Un percorso simile e parallelo…

«Esatto, parallelo e separato. Dopo tre anni però, ci rendemmo conto che non riuscivamo a coinvolgere davvero il territorio che sembrava rispondere molto poco. Così, ispirandomi al meccanismo delle case editoriali di selezione dei nuovi autori, mi sono detto: “perché non coinvolgere a un gruppo di persone, non addette ai lavori, che in autonomia possano scegliere alcuni spettacoli tra quelli che si propongono per la selezione?”. Le loro scelte saranno certo diverse dalle nostre, che invece ci occupiamo di arti performative in maniera professionale. Per concludere, le prime sere in cui questo gruppo si riuniva, vedere l’operaio, il dirigente INPS, lo studente universitario discutere di teatro contemporaneo con tanta foga e passione ha reso evidente che non avevamo dato vita solo a un espediente (come lo avevamo inteso inizialmente noi), ma a un vero progetto. Un modo per ripensare il rapporto platea/palcoscenico che è diventato un po’ il nostro “marchio di fabbrica”».

Per favore, mi dica che queste riunioni finivano per assomigliare a una riunione di condominio…

«Sì: succedeva proprio così! – (ride) – E m sorprendeva vedere come le persone potessero arrivare a “litigare” per il teatro contemporaneo, per la danza… Ma in definitiva è normale: se ti senti come se avessi scoperto una cosa di valore, poi te ne senti responsabile, non puoi non sentirla essere diventata parte del tuo universo quotidiano, e ti ritrovi a difenderla contro chi non la vede o capisce come l’hai vista o intesa tu».

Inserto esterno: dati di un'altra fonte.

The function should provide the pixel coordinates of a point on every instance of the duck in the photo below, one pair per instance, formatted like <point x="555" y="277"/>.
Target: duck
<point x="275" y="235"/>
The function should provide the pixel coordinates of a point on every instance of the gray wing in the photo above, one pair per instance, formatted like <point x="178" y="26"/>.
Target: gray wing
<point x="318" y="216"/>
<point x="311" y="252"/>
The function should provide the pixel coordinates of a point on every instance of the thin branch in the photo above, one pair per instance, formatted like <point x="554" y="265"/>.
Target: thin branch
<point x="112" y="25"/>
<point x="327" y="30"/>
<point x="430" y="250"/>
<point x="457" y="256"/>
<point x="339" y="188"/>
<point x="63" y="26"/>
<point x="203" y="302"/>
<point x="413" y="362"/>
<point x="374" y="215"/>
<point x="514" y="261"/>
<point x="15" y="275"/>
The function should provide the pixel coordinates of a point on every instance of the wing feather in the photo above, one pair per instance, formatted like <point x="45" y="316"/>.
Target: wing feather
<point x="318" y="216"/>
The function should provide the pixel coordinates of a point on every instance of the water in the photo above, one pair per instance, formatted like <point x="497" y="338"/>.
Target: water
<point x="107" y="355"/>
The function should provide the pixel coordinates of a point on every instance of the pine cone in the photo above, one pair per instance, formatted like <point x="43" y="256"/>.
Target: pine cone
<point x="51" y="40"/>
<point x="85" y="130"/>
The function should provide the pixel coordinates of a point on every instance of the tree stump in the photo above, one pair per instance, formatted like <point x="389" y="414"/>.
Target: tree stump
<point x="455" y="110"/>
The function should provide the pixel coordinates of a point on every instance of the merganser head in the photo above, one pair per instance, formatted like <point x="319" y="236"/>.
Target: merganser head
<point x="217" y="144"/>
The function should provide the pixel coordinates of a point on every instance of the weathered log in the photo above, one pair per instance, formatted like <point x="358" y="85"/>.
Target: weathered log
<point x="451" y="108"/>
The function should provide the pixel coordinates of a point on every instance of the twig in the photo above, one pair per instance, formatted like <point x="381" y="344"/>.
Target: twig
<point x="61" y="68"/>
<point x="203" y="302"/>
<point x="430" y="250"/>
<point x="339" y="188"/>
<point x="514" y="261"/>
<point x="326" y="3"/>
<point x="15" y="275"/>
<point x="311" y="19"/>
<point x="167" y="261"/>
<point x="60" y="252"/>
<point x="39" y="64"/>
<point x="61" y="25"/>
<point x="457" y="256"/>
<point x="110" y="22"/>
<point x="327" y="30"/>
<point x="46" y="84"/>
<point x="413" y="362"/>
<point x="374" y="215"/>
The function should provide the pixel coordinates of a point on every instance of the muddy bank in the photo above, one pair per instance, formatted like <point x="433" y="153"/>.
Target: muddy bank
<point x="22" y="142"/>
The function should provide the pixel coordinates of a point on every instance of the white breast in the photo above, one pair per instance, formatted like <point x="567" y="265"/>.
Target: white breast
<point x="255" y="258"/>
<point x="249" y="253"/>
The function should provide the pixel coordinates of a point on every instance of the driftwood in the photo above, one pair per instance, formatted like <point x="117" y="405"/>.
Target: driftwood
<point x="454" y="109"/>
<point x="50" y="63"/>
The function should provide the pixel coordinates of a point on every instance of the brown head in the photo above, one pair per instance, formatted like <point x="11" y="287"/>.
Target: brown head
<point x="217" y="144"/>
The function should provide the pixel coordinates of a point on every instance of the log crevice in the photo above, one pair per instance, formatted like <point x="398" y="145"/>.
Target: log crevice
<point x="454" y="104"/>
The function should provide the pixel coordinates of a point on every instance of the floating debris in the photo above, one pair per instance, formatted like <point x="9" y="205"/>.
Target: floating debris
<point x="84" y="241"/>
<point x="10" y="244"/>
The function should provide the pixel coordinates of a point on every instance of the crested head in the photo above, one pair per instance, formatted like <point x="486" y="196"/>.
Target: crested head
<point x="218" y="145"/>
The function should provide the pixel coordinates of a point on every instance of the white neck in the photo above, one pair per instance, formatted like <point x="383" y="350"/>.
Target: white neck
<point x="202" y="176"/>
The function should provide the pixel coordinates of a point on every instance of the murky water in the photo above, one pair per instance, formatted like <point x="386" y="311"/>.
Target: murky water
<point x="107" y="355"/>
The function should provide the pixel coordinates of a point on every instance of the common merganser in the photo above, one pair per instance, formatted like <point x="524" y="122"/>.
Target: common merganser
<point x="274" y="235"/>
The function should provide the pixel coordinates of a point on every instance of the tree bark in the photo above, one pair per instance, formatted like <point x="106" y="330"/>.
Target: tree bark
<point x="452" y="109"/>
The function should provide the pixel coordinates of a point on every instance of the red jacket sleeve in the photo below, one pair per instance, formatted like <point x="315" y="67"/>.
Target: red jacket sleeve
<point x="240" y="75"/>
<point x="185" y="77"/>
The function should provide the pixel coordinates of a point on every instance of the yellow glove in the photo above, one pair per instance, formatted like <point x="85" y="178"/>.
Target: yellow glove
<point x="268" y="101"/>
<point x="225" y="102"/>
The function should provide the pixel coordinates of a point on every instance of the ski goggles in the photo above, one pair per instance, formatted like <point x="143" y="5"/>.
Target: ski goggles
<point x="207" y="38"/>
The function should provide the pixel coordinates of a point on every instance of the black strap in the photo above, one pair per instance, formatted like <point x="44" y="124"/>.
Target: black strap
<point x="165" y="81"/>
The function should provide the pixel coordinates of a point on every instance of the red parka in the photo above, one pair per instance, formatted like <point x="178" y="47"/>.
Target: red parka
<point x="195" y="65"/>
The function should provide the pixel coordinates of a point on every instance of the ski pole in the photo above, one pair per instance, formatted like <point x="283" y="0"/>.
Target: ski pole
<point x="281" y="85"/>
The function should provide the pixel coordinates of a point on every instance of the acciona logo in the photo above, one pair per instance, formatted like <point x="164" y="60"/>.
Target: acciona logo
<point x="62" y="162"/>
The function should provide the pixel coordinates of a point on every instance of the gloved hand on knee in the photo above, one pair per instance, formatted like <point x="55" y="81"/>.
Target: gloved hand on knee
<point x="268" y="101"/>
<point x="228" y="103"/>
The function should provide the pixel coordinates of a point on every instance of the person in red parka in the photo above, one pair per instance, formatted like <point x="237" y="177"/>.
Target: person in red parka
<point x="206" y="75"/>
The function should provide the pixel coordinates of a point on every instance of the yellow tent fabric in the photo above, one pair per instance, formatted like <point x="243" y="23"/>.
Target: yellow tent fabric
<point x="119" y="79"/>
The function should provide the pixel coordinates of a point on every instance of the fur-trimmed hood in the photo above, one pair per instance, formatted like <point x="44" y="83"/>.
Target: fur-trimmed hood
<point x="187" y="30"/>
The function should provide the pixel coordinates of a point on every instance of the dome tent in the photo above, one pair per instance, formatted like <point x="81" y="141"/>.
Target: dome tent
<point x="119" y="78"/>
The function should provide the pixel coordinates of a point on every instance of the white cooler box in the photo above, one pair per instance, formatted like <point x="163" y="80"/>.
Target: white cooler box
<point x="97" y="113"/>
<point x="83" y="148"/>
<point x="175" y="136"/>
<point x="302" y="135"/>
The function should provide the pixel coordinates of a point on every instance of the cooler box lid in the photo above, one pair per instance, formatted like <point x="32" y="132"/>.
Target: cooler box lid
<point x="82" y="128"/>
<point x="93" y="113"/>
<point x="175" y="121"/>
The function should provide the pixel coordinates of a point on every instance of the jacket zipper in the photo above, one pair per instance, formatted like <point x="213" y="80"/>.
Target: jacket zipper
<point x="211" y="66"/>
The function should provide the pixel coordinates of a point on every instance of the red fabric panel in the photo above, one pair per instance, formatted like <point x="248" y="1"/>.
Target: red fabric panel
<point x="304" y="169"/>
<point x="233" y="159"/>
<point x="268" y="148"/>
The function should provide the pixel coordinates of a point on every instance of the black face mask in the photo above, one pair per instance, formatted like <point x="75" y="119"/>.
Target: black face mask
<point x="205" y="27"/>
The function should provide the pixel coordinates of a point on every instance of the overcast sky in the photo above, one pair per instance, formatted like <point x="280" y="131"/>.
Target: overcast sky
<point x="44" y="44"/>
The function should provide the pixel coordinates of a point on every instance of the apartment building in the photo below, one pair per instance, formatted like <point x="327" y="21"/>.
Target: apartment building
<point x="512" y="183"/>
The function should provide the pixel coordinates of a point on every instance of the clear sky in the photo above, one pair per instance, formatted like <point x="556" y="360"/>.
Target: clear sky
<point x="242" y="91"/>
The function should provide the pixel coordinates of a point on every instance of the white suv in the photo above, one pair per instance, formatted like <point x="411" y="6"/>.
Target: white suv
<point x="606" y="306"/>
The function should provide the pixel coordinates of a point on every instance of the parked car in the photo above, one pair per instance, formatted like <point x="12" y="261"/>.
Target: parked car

Cambiando completamente discorso, quest’anno è accaduto un episodio spiacevole: una polemica social ha portato Romeo Castellucci a ritirare la propria partecipazione al festival. Le va di chiosare, a mente fredda, la vicenda?

«Voglio solo aggiungere che abbiamo provato a usare questa sconfitta per rilanciarla in un processo generativo. Il 20 luglio, al posto dell’incontro sull’opera di Castellucci, abbiamo organizzato questo incontro aperto intitolato “Il linguaggio che siamo diventati”, provando ad analizzare i tre temi che sono emersi da quella discussione: le forme della comunicazione attraverso i social media, il lavoro precario nel mondo dello spettacolo, e il linguaggio di genere».

Kilowatt è capofila di “Be SpectACTive!”, un importante progetto culturale europeo che opera nelle arti performative attraverso attività finalizzate al coinvolgimento di cittadini e spettatori nei processi creativi e organizzativi. Quanto è difficile far sentire la propria voce in un contesto europeo e relativi panorami artistici, così diversi dal nostro?

«Ci sono certo molte differenze. Per esempio è indubbio che, paragonandoci ai nostri cugini francesi, che per vicinanza e identità sono certamente per noi un punto di riferimento, il nostro Fondo unico per lo spettacolo è meno di un terzo rispetto al loro e dei 19 partner europei che fanno parte di questo progetto, noi siamo senz’altro tra i più piccoli se ci riferiamo ai soli bilanci annuali. Però allo stesso tempo non sono d’accordo con chi sostiene che il nostro Paese arranca o è in difficoltà per mancanza di investimenti in cultura. Un problema ovviamente c’è, ma allo stesso tempo, in questo progetto di scambio e collaborazione, ci siamo anche resi conto che noi italiani, sul tema della partecipazione attiva, siamo senza dubbio all’avanguardia, con tantissimi progetti che vengono oggi presi ad esempio in tutta Europa».